Bustine di ketchup e maionese – A breve potrebbero scomparire dai ristoranti. Ecco il motivo – Con l’approvazione del Regolamento UE 2025/40, l’Unione Europea segna un passaggio decisivo nella lotta agli sprechi e nella trasformazione del settore degli imballaggi. La ristorazione, in particolare, si trova al centro di questa svolta: tra il 2027 e il 2030, l’uso di imballaggi usa e getta sarà progressivamente ridotto fino, in molti casi, a essere eliminato. Non si tratta solo di una limitazione dei materiali, ma di un cambiamento strutturale nel modo in cui il cibo viene servito, trasportato e consumato.
Il regolamento nasce dalla consapevolezza che il packaging monouso, soprattutto nella ristorazione veloce e nel take-away, rappresenta una delle principali fonti di rifiuti evitabili. Contenitori utilizzati per pochi minuti diventano immediatamente scarti, alimentando un sistema lineare basato su produzione, consumo e smaltimento. L’UE interviene proprio su questo punto, spingendo il settore verso modelli di riuso e di economia circolare.
Uno degli aspetti più rilevanti del Regolamento UE 2025/40 è l’obbligo, per gli operatori della ristorazione, di accettare contenitori riutilizzabili portati dai clienti. Questo principio, apparentemente semplice, introduce un cambiamento culturale profondo. Per anni, il monouso è stato associato a igiene, praticità e sicurezza; ora viene messo in discussione, sostituendo l’idea di “usa e getta” con quella di responsabilità condivisa tra esercente e consumatore.
Accanto a questo obbligo, il regolamento incentiva l’adozione di sistemi che favoriscano il riuso, come circuiti di restituzione dei contenitori, depositi cauzionali o soluzioni standardizzate riutilizzabili. L’obiettivo non è solo ridurre la quantità di rifiuti prodotti, ma ripensare l’organizzazione stessa del servizio di ristorazione, integrando il packaging in un ciclo più lungo e controllato. In questo senso, il contenitore non è più un semplice accessorio, ma parte integrante del prodotto e dell’esperienza di consumo.

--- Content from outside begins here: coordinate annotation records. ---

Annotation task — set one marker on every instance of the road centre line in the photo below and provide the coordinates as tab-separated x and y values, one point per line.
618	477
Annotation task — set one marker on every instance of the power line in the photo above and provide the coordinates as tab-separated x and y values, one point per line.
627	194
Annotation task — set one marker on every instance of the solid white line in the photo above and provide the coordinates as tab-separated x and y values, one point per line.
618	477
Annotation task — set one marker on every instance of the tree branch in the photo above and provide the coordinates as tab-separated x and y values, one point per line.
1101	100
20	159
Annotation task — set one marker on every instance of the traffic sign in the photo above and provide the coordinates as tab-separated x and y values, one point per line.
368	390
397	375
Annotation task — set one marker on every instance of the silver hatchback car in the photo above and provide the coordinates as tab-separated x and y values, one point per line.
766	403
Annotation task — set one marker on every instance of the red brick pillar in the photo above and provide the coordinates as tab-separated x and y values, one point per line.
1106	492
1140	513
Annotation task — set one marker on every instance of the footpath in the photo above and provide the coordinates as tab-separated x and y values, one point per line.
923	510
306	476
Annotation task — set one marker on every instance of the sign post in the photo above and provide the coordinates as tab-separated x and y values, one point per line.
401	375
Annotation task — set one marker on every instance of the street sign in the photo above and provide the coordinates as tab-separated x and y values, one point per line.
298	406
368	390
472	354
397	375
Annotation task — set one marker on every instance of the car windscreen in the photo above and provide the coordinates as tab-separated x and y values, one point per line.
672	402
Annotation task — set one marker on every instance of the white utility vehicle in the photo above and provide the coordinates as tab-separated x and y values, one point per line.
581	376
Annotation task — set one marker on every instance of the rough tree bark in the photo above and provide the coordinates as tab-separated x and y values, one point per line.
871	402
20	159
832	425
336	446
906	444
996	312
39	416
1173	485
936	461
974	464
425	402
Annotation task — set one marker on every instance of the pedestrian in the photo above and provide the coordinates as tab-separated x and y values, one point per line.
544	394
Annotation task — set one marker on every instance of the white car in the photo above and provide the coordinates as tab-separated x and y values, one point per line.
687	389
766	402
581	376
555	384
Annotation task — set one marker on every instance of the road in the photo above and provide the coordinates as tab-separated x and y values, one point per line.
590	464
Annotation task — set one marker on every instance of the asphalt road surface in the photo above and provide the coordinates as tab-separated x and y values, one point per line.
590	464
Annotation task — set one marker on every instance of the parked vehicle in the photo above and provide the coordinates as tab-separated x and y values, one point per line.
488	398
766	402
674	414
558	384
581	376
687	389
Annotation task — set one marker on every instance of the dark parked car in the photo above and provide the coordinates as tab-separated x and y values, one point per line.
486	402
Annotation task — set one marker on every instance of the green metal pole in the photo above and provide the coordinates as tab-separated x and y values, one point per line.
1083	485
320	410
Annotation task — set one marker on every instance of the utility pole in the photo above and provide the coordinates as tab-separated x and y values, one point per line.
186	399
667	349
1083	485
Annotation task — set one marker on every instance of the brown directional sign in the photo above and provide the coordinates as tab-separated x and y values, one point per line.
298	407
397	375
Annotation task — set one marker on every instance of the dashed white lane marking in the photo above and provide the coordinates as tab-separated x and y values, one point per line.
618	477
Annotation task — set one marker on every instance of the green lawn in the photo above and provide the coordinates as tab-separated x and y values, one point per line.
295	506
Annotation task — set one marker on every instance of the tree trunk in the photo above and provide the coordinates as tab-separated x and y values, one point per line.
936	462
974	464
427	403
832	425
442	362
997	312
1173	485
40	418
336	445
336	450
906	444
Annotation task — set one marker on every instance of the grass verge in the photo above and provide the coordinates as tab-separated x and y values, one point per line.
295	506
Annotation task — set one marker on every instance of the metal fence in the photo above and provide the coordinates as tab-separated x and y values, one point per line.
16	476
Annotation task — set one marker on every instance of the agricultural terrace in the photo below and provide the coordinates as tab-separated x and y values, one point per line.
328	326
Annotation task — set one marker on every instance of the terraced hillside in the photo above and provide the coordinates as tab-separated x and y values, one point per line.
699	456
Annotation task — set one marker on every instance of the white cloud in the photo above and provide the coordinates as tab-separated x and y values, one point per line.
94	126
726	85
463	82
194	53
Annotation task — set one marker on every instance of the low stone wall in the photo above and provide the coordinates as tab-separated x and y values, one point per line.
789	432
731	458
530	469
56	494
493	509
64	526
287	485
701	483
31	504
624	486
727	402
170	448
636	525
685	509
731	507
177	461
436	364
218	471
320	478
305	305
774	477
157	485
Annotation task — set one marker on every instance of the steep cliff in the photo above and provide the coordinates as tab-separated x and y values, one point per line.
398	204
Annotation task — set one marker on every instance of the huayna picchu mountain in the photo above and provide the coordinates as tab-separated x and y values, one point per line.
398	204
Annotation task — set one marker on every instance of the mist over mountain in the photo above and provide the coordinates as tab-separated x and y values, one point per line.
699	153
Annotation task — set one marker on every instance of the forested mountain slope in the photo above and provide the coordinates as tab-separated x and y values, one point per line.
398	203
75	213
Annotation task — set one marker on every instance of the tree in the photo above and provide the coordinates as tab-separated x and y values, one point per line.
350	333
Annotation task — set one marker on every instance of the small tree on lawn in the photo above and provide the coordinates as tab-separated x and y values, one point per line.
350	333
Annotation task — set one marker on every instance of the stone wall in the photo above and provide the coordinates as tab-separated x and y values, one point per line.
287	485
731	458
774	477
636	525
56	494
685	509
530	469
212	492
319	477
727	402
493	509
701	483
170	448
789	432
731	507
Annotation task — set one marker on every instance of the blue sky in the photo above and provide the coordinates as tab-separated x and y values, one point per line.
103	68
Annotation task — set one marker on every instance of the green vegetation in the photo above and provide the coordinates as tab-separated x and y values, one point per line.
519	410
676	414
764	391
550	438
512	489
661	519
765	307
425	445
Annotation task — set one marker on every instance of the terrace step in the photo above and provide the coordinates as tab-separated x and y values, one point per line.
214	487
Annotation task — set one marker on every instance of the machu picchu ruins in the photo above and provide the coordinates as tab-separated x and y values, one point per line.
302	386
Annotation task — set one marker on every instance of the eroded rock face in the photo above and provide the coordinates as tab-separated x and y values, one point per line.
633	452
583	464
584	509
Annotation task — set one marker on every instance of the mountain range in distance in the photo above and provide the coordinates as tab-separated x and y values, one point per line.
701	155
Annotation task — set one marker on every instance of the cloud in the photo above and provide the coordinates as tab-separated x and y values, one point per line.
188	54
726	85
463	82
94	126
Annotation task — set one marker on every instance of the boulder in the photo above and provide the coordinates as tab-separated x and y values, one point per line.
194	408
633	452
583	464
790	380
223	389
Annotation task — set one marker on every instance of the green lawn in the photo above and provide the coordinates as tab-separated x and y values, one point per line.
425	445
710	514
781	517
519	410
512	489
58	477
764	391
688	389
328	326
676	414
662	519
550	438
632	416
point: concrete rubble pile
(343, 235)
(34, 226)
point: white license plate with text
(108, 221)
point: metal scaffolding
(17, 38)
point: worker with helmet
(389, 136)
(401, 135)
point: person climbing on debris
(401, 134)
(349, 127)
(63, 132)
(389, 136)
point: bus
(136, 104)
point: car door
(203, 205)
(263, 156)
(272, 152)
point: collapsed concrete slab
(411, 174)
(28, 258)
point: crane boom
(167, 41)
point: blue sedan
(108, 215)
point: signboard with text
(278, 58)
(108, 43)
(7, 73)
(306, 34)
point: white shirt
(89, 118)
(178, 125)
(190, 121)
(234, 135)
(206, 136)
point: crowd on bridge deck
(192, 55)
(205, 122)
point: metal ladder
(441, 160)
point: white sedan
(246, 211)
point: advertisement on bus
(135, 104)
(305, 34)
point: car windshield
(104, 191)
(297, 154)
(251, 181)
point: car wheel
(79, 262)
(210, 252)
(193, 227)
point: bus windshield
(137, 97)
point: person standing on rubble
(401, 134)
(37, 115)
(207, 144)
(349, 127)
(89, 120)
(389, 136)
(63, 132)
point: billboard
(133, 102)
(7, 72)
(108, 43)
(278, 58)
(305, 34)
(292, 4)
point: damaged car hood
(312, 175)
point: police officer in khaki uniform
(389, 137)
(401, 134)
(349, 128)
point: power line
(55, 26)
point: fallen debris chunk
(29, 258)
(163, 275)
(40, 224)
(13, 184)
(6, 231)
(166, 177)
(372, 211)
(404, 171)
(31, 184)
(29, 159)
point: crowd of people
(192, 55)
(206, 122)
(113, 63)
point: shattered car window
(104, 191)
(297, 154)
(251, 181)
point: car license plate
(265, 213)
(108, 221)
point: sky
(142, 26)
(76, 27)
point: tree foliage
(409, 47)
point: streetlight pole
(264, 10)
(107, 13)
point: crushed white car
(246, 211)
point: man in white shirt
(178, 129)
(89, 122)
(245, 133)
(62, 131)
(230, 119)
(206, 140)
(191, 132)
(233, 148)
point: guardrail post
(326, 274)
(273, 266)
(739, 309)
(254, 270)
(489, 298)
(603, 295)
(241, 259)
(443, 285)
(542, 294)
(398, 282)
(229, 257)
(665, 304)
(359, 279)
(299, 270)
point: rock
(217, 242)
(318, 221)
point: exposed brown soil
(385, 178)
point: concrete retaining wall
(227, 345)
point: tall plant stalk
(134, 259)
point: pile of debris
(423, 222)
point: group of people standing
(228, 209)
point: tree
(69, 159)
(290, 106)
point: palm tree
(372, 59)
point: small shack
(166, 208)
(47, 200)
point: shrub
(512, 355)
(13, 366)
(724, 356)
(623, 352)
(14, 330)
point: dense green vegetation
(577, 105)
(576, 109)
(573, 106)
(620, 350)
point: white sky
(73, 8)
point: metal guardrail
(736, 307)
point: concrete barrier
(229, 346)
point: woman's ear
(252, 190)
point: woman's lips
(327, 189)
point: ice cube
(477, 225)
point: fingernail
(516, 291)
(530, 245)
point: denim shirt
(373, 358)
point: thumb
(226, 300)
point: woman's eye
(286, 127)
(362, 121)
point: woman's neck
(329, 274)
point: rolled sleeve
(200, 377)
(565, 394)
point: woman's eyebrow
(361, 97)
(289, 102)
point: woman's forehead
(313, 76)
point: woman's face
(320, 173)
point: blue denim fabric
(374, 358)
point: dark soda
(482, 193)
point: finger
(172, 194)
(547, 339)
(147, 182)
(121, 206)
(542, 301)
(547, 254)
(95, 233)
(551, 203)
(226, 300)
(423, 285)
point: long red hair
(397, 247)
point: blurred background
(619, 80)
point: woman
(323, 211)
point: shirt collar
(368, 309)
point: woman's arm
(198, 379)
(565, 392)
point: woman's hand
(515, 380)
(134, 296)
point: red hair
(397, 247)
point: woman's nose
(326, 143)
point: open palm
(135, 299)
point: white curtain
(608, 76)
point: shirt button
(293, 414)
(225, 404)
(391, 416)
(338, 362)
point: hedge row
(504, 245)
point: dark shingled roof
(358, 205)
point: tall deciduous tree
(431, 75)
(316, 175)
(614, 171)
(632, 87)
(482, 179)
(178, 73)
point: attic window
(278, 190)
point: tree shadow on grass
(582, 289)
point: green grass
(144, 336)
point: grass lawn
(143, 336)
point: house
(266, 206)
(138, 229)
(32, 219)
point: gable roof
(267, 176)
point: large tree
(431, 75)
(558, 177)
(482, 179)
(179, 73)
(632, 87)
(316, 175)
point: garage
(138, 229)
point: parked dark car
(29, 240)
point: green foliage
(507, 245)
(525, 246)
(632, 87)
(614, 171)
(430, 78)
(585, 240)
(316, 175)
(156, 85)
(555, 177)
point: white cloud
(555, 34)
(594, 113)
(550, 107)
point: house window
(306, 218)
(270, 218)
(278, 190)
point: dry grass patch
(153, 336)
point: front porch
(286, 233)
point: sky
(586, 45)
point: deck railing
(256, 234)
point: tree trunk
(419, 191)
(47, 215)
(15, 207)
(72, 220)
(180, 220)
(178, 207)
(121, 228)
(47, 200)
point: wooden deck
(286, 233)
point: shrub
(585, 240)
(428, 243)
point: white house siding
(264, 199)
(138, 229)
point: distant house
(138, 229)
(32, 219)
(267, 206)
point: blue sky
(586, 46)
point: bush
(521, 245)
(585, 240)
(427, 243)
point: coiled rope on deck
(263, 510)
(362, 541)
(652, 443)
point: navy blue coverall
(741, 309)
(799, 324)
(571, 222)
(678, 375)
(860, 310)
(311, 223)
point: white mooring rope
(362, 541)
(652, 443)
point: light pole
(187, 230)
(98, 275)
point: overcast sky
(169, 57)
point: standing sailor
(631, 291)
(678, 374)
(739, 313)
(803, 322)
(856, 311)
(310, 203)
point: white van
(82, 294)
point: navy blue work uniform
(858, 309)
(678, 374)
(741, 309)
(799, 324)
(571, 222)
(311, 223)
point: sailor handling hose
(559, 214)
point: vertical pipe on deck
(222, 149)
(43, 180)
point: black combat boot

Naturalmente, l’applicazione di queste misure non è priva di difficoltà. Molti operatori temono un aumento dei costi, una maggiore complessità gestionale e possibili criticità legate all’igiene e alla logistica. Il regolamento, però, non impone un unico modello valido per tutti, lasciando spazio a soluzioni adattabili alle diverse realtà: dalla piccola attività locale alle grandi catene di ristorazione. La transizione è pensata come graduale, proprio per consentire al settore di sperimentare, adattarsi e investire in nuove infrastrutture.
Dal punto di vista ambientale, il cambiamento promosso dal Regolamento UE 2025/40 mira a superare la logica della semplice sostituzione dei materiali. Non basta passare dalla plastica a un altro materiale se il modello resta basato sull’usa e getta. Il riuso diventa quindi la vera chiave della trasformazione: meno oggetti prodotti, meno rifiuti generati, maggiore efficienza nell’uso delle risorse.
Anche il consumatore assume un ruolo centrale. Accettare il riuso significa modificare abitudini consolidate, portare con sé un contenitore, restituirlo o conservarlo, partecipare attivamente al nuovo sistema. Il regolamento, in questo senso, non si limita a imporre divieti, ma spinge verso una responsabilità condivisa, in cui sostenibilità e praticità devono trovare un nuovo equilibrio.
In conclusione, il Regolamento UE 2025/40 rappresenta un punto di svolta per la ristorazione europea. La progressiva eliminazione degli imballaggi usa e getta non è solo una misura ambientale, ma un segnale chiaro di cambiamento di paradigma. Tra il 2027 e il 2030, il settore sarà chiamato a ripensare processi, servizi e relazioni con i clienti. La sfida non sarà semplicemente adeguarsi alle regole, ma cogliere l’occasione per costruire un modello di ristorazione più coerente con i principi della sostenibilità e dell’economia circolare.